Cheering and applause rose in the room as the audience got out of their seats, and several people came to the stage and began to hug the young man. As they stood there in that moment of euphoria and elation, things took an odd turn. The ground shook under their feet, and the lights in the large room went out.

A shriek was heard, and as the lights came back on, the people were previously hugging the young man were now screaming in terror at the sight of his clothes on the ground, with his body having vanished. As the people began to run in fear and confusion as all hell broke in that studio loose, the screen cut to the familiar “Technical Difficulties” signal, with a single tone following its arrival.
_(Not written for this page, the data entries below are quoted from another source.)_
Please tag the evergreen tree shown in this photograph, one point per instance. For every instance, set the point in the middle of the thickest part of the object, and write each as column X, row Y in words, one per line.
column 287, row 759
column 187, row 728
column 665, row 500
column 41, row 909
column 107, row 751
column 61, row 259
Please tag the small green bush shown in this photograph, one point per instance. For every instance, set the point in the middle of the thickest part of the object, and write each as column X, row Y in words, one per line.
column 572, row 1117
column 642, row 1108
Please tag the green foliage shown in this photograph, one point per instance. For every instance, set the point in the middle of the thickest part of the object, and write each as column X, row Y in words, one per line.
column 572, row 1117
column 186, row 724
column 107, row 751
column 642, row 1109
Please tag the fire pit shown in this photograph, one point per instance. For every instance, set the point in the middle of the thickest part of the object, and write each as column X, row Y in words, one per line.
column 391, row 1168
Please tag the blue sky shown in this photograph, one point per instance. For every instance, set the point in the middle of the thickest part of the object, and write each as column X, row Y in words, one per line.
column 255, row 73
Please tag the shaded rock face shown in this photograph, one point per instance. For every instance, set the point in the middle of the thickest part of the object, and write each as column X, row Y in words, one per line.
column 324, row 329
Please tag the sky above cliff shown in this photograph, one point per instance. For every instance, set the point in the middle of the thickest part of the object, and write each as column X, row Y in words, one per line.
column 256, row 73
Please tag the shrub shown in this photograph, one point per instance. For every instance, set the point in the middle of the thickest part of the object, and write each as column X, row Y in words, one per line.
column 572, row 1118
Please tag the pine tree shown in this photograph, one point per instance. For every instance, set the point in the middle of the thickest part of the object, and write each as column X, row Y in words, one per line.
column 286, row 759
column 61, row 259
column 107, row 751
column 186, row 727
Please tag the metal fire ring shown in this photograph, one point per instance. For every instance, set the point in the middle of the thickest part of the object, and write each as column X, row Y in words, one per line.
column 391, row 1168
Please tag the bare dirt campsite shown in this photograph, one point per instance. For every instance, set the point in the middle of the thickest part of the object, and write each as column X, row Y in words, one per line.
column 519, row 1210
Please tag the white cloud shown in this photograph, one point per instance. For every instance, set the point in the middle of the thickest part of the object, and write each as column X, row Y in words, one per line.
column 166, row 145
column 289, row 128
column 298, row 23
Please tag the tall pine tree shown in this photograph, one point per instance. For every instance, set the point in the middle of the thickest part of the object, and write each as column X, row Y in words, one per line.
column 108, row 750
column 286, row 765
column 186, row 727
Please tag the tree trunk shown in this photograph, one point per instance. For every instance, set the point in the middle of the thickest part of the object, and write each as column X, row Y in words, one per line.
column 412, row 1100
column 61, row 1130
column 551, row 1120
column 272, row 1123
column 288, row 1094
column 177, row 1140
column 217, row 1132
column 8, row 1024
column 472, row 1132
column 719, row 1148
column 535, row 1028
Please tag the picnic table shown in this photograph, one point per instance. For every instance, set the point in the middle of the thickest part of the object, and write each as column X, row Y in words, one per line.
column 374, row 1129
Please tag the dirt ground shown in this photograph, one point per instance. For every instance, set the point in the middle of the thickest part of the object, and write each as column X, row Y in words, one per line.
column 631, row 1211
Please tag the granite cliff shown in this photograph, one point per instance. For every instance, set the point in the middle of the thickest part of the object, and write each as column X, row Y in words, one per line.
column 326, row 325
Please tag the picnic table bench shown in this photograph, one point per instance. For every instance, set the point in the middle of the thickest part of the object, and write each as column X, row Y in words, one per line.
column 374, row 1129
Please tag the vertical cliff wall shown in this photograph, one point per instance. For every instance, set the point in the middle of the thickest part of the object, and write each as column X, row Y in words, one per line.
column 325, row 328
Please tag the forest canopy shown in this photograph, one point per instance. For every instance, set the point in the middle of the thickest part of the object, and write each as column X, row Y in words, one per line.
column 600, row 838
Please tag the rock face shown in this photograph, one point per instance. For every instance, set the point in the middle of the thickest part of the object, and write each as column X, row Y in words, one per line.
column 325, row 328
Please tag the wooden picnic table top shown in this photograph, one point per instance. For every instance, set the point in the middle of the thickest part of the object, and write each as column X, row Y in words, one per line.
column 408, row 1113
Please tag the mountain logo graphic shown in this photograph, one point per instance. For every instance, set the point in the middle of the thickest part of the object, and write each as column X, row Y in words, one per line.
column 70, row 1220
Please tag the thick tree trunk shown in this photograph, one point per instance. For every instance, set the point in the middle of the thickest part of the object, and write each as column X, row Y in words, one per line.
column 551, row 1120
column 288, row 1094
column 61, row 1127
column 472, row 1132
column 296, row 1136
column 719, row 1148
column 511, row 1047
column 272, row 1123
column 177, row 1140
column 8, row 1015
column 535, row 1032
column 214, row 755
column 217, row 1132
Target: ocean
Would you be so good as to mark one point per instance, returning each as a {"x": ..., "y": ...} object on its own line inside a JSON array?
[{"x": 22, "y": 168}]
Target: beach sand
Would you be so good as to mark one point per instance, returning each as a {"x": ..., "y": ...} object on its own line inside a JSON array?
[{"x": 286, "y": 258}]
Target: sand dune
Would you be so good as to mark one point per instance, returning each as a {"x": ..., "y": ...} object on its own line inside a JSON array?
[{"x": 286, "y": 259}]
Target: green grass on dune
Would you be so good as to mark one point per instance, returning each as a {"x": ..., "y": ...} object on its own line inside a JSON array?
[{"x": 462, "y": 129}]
Sitting there in a fear and confusion of their own, the people inside of that Subway restaurant were dead silent. The only thing that broke the gut wrenching silence was the sound of Alex’s security radio:

*“All units, we have a suspected assault on the second floor, over.”*


Possible Outcomes:

1. Alex runs up to the second floor to deal with the assault.
2. Alex, as well as other people in the Subway, begin to scream in fear.
3. Everyone dies. Lol, this is NOT an option.

----------


## Techno

_Chapter 2: Apocalypse Now_

*Date:* January 1st, 2008
*Time:* 12:56 PM (EST)
*Location:* King Plaza Shopping Center, Brooklyn, NY
*Weather Outside:* 46.7 &#176;F, No Precipitation, and Mostly Cloudy

_“Out of the smoke locusts came down upon the earth and were given power like that of scorpions of the earth. They were told not to harm the grass of the earth or any plant or tree, but only those people who did not have the seal of God on their foreheads.”_ -Revelation 9:3-4

(Outcome #2 won.)

*Alex- 1st Floor, Inside of “Subway”*

*“What the hell just happened to him?”* One woman asked.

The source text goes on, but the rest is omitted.